His actions of the last few days show there is little chance that the Senator from Kentucky is not testing the waters as he brings solutions to our most polarizing issues including immigration, abortion and American’s Constitutional rights to the national table.
Paul’s filibuster was about much more than confirmation of John Brennan as head of the CIA or even about drones. According to Paul, his actions were to challenge the President and the Democratic Party on their interpretations of one of the most important documents in American history, the Bill of Rights.
He then directly took President Obama to task for canceling White House tours, reportedly because of budget constraints, while sending $250 million to Egypt.
“I do want to help the President,” interjected Paul amidst loud applause. He offered alternative programs the President could have cut instead of eliminating White House tours, including absurd government-funded scientific studies. “Does it really take $3 million dollars to discover that monkeys, like humans, act crazy on meth?”
Today, during a phone press conference, the Senator discussed immigration saying:
“I think we’re trapped, the immigration debate is trapped by two terms, ‘path to citizenship’ and ‘amnesty’ … Can’t we have reform and just not call them by names that discourage the progress going further?”

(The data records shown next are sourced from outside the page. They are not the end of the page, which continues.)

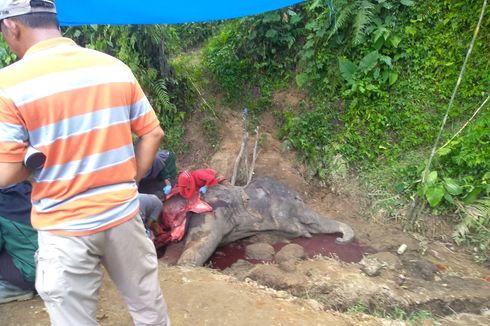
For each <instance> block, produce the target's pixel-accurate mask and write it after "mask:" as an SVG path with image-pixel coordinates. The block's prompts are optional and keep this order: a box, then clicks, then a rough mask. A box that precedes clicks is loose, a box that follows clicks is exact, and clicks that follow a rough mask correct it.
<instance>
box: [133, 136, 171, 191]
mask: <svg viewBox="0 0 490 326" xmlns="http://www.w3.org/2000/svg"><path fill="white" fill-rule="evenodd" d="M164 135H165V134H164V132H163V130H162V128H160V127H156V128H155V129H153V130H151V131H150V132H148V133H147V134H144V135H143V136H141V137H140V139H139V141H138V143H137V144H136V148H135V156H136V182H140V180H141V179H142V178H143V177H144V176H145V174H146V172H147V171H148V170H149V169H150V167H151V164H152V163H153V161H154V160H155V155H156V153H157V151H158V148H159V146H160V143H161V142H162V139H163V136H164Z"/></svg>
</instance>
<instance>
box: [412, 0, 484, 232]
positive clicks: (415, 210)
mask: <svg viewBox="0 0 490 326" xmlns="http://www.w3.org/2000/svg"><path fill="white" fill-rule="evenodd" d="M486 7H487V0H484V1H483V5H482V9H481V13H480V19H479V20H478V24H477V25H476V28H475V32H474V33H473V39H472V40H471V43H470V47H469V48H468V51H467V52H466V57H465V59H464V61H463V66H462V67H461V71H460V73H459V77H458V80H457V82H456V86H455V87H454V90H453V94H452V95H451V99H450V101H449V104H448V107H447V110H446V114H445V115H444V119H443V120H442V124H441V129H440V130H439V133H438V134H437V137H436V140H435V141H434V145H433V146H432V151H431V153H430V156H429V160H428V162H427V165H426V167H425V170H424V173H423V175H422V183H424V182H425V181H426V180H427V178H428V176H429V172H430V167H431V165H432V160H433V159H434V156H435V153H436V149H437V146H438V144H439V140H440V139H441V135H442V131H443V130H444V127H445V126H446V122H447V118H448V116H449V111H450V110H451V107H452V106H453V103H454V98H455V97H456V93H457V92H458V89H459V86H460V84H461V81H462V80H463V76H464V72H465V69H466V64H467V63H468V59H469V57H470V55H471V52H472V51H473V47H474V45H475V41H476V37H477V36H478V33H479V32H480V27H481V23H482V21H483V16H484V15H485V9H486ZM424 206H425V202H422V201H421V200H420V198H419V197H416V198H415V200H414V201H413V203H412V205H411V207H410V210H409V211H408V214H407V219H406V221H405V225H404V227H403V229H404V230H407V229H408V228H411V227H412V224H413V222H414V221H415V220H416V219H417V217H418V215H419V214H420V213H421V212H422V210H423V208H424Z"/></svg>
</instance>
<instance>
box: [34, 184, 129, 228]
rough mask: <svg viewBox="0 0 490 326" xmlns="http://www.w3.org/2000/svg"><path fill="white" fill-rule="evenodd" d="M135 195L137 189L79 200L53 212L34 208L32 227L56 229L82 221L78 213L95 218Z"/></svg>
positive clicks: (115, 206)
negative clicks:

Paul’s plan lets 11 million undocumented immigrants work legally during a probationary work period. They then would earn a green card, and then, after a period of time, gain full rights.
“As long as they don’t get in a new line, they would just get in the current line,” he said. “As long as those here want to work, I’d get them work visas as long as they want to apply, get in the normal … not a new pathway, it’s an existing pathway.”

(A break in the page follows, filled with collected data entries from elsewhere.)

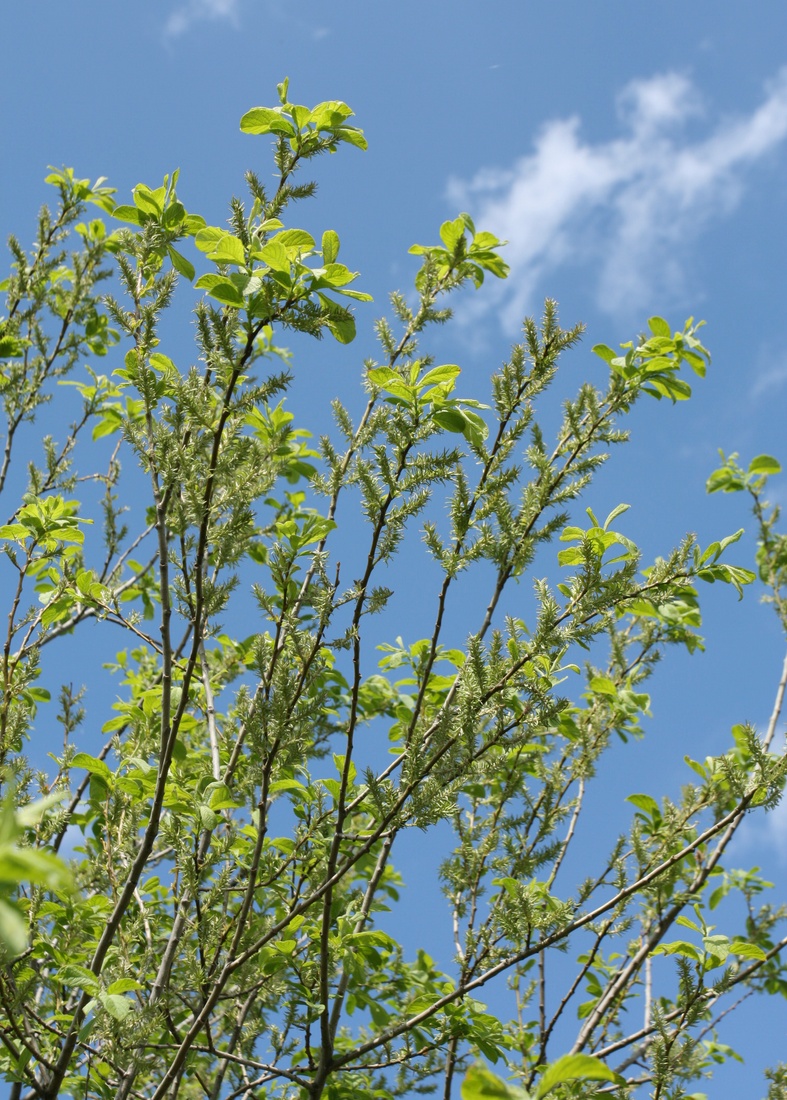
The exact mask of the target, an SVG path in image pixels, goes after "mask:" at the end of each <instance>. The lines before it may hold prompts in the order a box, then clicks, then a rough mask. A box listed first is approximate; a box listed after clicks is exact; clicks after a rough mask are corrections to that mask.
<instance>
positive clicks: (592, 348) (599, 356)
mask: <svg viewBox="0 0 787 1100" xmlns="http://www.w3.org/2000/svg"><path fill="white" fill-rule="evenodd" d="M590 350H591V351H592V352H593V354H594V355H598V356H599V359H603V361H604V363H610V364H611V363H612V360H613V359H617V352H616V351H613V350H612V348H610V346H609V345H608V344H593V346H592V348H591V349H590Z"/></svg>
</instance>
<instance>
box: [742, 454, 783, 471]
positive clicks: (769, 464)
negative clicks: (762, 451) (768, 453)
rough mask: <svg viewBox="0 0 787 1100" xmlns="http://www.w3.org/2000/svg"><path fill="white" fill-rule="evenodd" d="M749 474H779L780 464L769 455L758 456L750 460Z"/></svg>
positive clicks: (771, 456) (748, 468) (774, 459)
mask: <svg viewBox="0 0 787 1100" xmlns="http://www.w3.org/2000/svg"><path fill="white" fill-rule="evenodd" d="M748 473H750V474H765V475H766V476H767V475H769V474H780V473H781V464H780V463H779V461H778V459H775V458H774V456H773V455H770V454H758V455H757V456H756V459H752V461H751V462H750V463H748Z"/></svg>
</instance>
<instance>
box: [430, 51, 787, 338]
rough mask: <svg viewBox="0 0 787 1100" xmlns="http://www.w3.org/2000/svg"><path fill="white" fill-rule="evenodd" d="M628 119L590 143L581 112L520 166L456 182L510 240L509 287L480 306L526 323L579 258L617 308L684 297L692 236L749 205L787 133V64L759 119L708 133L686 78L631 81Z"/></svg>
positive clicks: (712, 130) (693, 89)
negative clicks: (619, 128) (746, 175)
mask: <svg viewBox="0 0 787 1100" xmlns="http://www.w3.org/2000/svg"><path fill="white" fill-rule="evenodd" d="M617 114H619V120H620V128H621V134H620V136H617V138H614V139H613V140H611V141H609V142H599V143H597V144H593V143H592V142H586V141H583V139H582V136H581V133H580V125H581V121H580V119H579V117H578V116H575V117H572V118H568V119H556V120H553V121H551V122H547V123H546V124H545V125H544V128H543V129H542V132H540V134H539V135H538V138H537V139H536V142H535V149H534V152H533V153H531V154H529V155H527V156H523V157H521V158H520V160H518V161H516V162H515V164H514V165H513V166H512V167H510V168H482V169H481V171H480V172H479V173H478V174H477V175H476V176H474V177H473V178H472V179H470V180H460V179H452V180H450V183H449V185H448V197H449V199H450V200H451V204H452V205H456V206H457V207H459V208H462V209H468V210H470V212H471V213H472V215H473V217H474V219H476V222H477V224H478V226H479V228H481V229H485V230H490V231H492V232H494V233H496V234H498V235H499V237H501V238H503V239H506V240H507V241H509V242H510V243H509V246H507V248H506V249H505V259H506V260H507V262H509V263H510V264H511V267H512V274H511V276H510V278H509V281H507V283H506V284H502V285H500V286H498V287H495V289H494V292H493V293H492V294H491V295H490V294H485V295H484V299H485V300H484V301H479V300H478V299H477V303H478V304H473V307H472V308H473V309H474V310H476V309H478V310H481V311H485V310H489V309H496V310H498V311H499V312H500V316H501V319H502V321H503V324H504V326H505V328H506V329H510V330H511V329H515V328H516V327H517V326H518V323H520V321H521V319H522V317H523V316H524V315H525V313H526V312H528V311H532V310H533V306H534V297H535V292H536V289H539V290H540V289H542V287H543V283H544V278H545V276H546V275H548V274H550V273H551V272H554V271H555V270H557V268H559V267H562V266H568V265H569V264H578V263H580V264H583V265H587V266H588V267H589V270H591V271H592V273H593V275H592V277H593V281H594V284H595V288H597V292H595V293H597V300H598V304H599V306H600V308H601V309H603V310H605V311H606V312H612V313H621V312H626V313H628V312H634V311H638V310H640V309H642V308H643V307H644V306H646V305H648V304H652V301H653V298H654V296H655V295H658V294H665V293H666V294H667V295H668V296H669V297H676V296H677V295H679V294H680V292H681V288H682V285H684V281H685V277H686V272H687V270H688V268H690V265H691V244H692V241H693V240H696V238H697V237H698V234H699V233H700V231H701V230H702V228H703V226H704V224H706V223H707V222H709V221H711V220H712V219H714V218H720V217H723V216H725V215H728V213H729V212H730V211H731V210H732V209H733V208H734V207H735V206H736V205H737V204H739V202H740V201H741V198H742V196H743V194H744V189H745V183H746V174H747V172H748V171H750V169H751V168H752V167H753V166H755V165H756V164H757V163H758V162H761V161H762V160H763V157H765V156H766V155H767V154H768V153H770V152H772V151H773V150H775V149H776V147H777V146H778V145H779V144H780V143H781V142H784V141H785V139H787V67H786V68H784V69H781V70H780V72H779V73H778V75H777V77H776V79H775V80H773V81H772V83H770V85H769V86H768V87H767V88H766V91H765V98H764V99H763V101H762V103H761V106H759V107H757V108H756V109H755V110H754V111H753V112H752V113H751V114H746V116H741V117H737V118H732V119H723V120H721V121H718V122H717V123H715V124H712V125H706V127H704V130H706V132H704V134H702V135H700V136H699V138H698V136H693V132H695V131H696V130H697V128H698V125H702V123H703V120H704V110H703V108H702V103H701V100H700V97H699V95H698V92H697V90H696V88H695V87H693V85H692V84H691V81H690V80H689V79H688V78H686V77H685V76H680V75H679V74H676V73H667V74H664V75H660V76H655V77H652V78H651V79H643V80H636V81H634V83H633V84H631V85H628V86H627V87H626V88H625V89H624V90H623V92H622V94H621V95H620V97H619V100H617ZM689 122H693V123H695V124H693V127H692V131H691V132H689V131H688V123H689Z"/></svg>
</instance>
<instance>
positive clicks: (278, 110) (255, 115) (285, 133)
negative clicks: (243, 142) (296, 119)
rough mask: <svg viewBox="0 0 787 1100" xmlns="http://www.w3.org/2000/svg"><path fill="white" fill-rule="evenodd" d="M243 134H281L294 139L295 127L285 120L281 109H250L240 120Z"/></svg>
mask: <svg viewBox="0 0 787 1100" xmlns="http://www.w3.org/2000/svg"><path fill="white" fill-rule="evenodd" d="M240 128H241V130H242V132H243V133H244V134H281V135H282V136H283V138H294V136H295V134H296V130H295V127H294V125H293V123H292V122H291V121H289V119H287V118H285V117H284V114H283V112H282V108H281V107H273V108H272V107H252V109H251V110H250V111H247V112H245V114H244V116H243V117H242V118H241V120H240Z"/></svg>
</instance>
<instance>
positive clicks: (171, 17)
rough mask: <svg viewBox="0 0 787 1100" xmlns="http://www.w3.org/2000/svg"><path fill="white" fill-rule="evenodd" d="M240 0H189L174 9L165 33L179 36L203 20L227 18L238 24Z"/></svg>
mask: <svg viewBox="0 0 787 1100" xmlns="http://www.w3.org/2000/svg"><path fill="white" fill-rule="evenodd" d="M238 9H239V0H187V2H186V3H184V4H181V5H179V7H178V8H176V9H175V11H173V13H172V14H171V15H170V18H168V19H167V21H166V23H165V25H164V34H165V35H166V36H167V37H170V38H177V37H179V36H181V35H182V34H185V32H186V31H187V30H188V29H189V26H192V24H193V23H197V22H200V21H203V20H221V19H222V20H226V21H227V22H228V23H231V24H232V25H233V26H238Z"/></svg>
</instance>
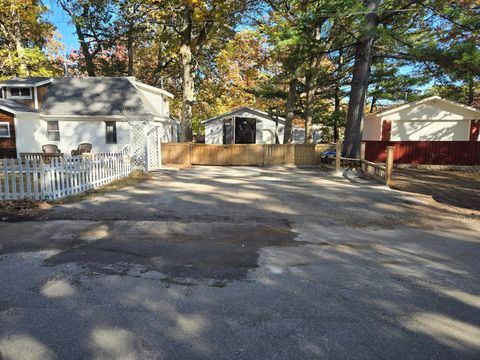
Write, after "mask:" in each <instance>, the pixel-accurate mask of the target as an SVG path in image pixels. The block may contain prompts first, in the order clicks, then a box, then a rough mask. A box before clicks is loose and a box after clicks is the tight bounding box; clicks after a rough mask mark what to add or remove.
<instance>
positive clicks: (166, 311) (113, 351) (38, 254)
mask: <svg viewBox="0 0 480 360" xmlns="http://www.w3.org/2000/svg"><path fill="white" fill-rule="evenodd" d="M398 184H399V185H398V186H400V187H401V186H402V183H401V182H398ZM402 190H405V189H402ZM408 190H412V189H408ZM472 190H475V189H472ZM434 198H435V197H434ZM427 210H429V211H427ZM479 216H480V211H477V210H475V209H469V210H468V212H466V211H464V210H463V209H459V208H457V207H454V206H451V204H448V205H445V206H443V205H442V207H441V208H437V207H435V206H432V202H431V199H430V198H428V197H425V196H420V195H417V194H414V193H407V192H403V191H402V192H399V191H396V190H391V189H388V188H386V187H384V186H381V185H379V184H377V183H374V182H370V181H368V180H363V179H357V180H356V181H354V182H352V181H349V180H348V179H346V178H342V177H336V176H333V175H332V174H331V173H330V172H327V171H321V170H318V169H314V168H287V167H270V168H253V167H191V168H185V169H182V170H176V169H170V170H163V171H159V172H157V173H154V175H153V176H152V177H151V178H150V179H147V180H146V181H144V182H141V183H139V184H136V185H134V186H129V187H126V188H123V189H119V190H116V191H115V192H111V193H107V194H99V195H96V196H92V197H87V198H85V199H84V200H82V201H79V202H75V203H69V204H59V205H56V206H53V207H50V208H47V209H40V210H39V211H38V213H37V214H36V217H35V218H33V219H28V220H25V221H13V222H3V223H2V225H3V231H2V232H1V233H0V273H1V274H2V280H1V285H2V291H1V292H0V354H1V356H0V357H2V358H5V359H16V358H21V359H57V358H58V359H61V358H94V359H106V358H112V359H113V358H125V359H135V358H137V359H157V358H184V359H185V358H216V359H232V358H240V359H244V358H259V357H261V358H266V359H267V358H268V359H293V358H352V357H355V358H365V359H371V358H439V359H440V358H444V359H450V358H472V359H474V358H478V353H479V351H480V340H479V339H480V310H479V309H480V282H479V281H478V278H479V276H480V269H479V267H478V259H479V256H480V246H479V245H480V238H479V236H478V234H479V231H480V222H479V219H480V218H479Z"/></svg>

“We need to show up and ask for their votes — say the Republican Party is not hostile to you as a person,” he said.
Paul is also talking about his Life at Conception Act, saying this afternoon that we “don’t disagree on the rights of a child at six month, or even one day. But before that, we disagree.”

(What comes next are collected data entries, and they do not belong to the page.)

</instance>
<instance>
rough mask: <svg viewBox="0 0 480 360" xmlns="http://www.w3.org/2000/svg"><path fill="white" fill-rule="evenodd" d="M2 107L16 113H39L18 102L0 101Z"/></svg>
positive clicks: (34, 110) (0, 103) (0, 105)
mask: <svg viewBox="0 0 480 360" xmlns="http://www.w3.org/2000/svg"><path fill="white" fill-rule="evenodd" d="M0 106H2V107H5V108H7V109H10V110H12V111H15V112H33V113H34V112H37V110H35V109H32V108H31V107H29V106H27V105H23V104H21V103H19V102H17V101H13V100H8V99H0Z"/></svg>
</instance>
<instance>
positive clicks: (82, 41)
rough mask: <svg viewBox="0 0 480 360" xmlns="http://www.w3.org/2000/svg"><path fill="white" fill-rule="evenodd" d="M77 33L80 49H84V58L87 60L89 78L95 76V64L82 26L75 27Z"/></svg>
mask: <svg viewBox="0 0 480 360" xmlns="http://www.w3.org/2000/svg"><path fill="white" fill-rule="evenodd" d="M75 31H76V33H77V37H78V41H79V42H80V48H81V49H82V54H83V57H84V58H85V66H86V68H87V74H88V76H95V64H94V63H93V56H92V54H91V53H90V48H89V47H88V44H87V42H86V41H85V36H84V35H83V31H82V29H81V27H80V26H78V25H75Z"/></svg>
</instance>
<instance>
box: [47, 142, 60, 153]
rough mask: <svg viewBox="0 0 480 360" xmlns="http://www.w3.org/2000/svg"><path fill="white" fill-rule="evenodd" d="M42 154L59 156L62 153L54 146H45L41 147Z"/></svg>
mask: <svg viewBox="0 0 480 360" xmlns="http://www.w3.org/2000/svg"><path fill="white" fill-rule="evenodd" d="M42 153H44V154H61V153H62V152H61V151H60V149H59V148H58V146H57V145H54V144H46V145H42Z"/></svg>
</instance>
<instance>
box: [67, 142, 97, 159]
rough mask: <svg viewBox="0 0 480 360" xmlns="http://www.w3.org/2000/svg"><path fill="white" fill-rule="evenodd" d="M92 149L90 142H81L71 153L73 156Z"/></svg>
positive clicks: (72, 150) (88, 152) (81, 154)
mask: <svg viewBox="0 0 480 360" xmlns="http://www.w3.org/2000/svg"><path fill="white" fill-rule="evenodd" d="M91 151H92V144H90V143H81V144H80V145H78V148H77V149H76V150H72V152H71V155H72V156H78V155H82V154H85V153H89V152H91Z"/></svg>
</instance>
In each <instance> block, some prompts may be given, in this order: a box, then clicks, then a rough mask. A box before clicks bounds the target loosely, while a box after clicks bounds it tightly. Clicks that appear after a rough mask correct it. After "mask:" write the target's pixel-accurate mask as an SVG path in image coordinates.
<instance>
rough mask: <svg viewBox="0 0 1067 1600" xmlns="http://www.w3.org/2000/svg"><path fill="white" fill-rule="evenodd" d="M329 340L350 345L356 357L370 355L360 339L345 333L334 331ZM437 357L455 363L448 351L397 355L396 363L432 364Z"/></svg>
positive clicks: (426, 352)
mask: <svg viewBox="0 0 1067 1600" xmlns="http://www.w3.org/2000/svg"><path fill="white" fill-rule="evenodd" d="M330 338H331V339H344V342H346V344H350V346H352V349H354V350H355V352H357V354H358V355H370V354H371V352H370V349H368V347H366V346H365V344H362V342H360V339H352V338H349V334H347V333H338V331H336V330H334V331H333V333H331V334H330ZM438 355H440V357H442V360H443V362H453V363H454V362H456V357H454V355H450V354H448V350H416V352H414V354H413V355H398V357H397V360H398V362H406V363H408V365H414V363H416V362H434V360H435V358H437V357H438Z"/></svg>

“I plan to ensure this is upheld,” he says.
A press release from his office announced, “Sen. Paul introduced S.583, a bill that would implement equal protection under the 14th Amendment for the right to life of each born and unborn human.”
“This legislation does not amend or interpret the Constitution, but simply relies on the 14th Amendment, which specifically authorizes Congress to enforce its provisions,” his office adds.
Section 1 of the 14th Amendment states:
No State shall make or enforce any law, which shall abridge the privileges or immunities of citizens of the United States; nor shall any State deprive any person of life, liberty, or property, without due process of law; nor deny to any person within its jurisdiction the equal protection of the laws.
The bill has 15 cosponsors (all Republican) including Sens. John Barrasso (Wyo.), John Boozman (Ark.), Richard Burr (N.C.), Daniel Coats (Ind.), Thomas Coburn (Okla.), Michael Enzi (Wyo.), Deb Fischer (Neb.), Charles “Chuck” Grassley (Iowa), John Hoeven (N.D.), James “Jim” Inhofe (Okla.), Mike Johanns (Neb.), Jerry Moran (Kan.), James Risch (Idaho), John Thune (S.D.), and Roger Wicker (Miss.)
“The Life at Conception Act legislatively declares what most Americans believe and what science has long known — that human life begins at the moment of conception, and therefore is entitled to legal protection,” Sen. Paul says.
“The right to life is guaranteed to all Americans in the Declaration of Independence and ensuring this is upheld is the Constitutional duty of all Members of Congress,” he added.
When asked if he is running for President in 2016, Paul said that he wants to be a part of the national conversation. I say that he is running.
And that the gRand Old Party better start watching the people that are watching Rand Paul.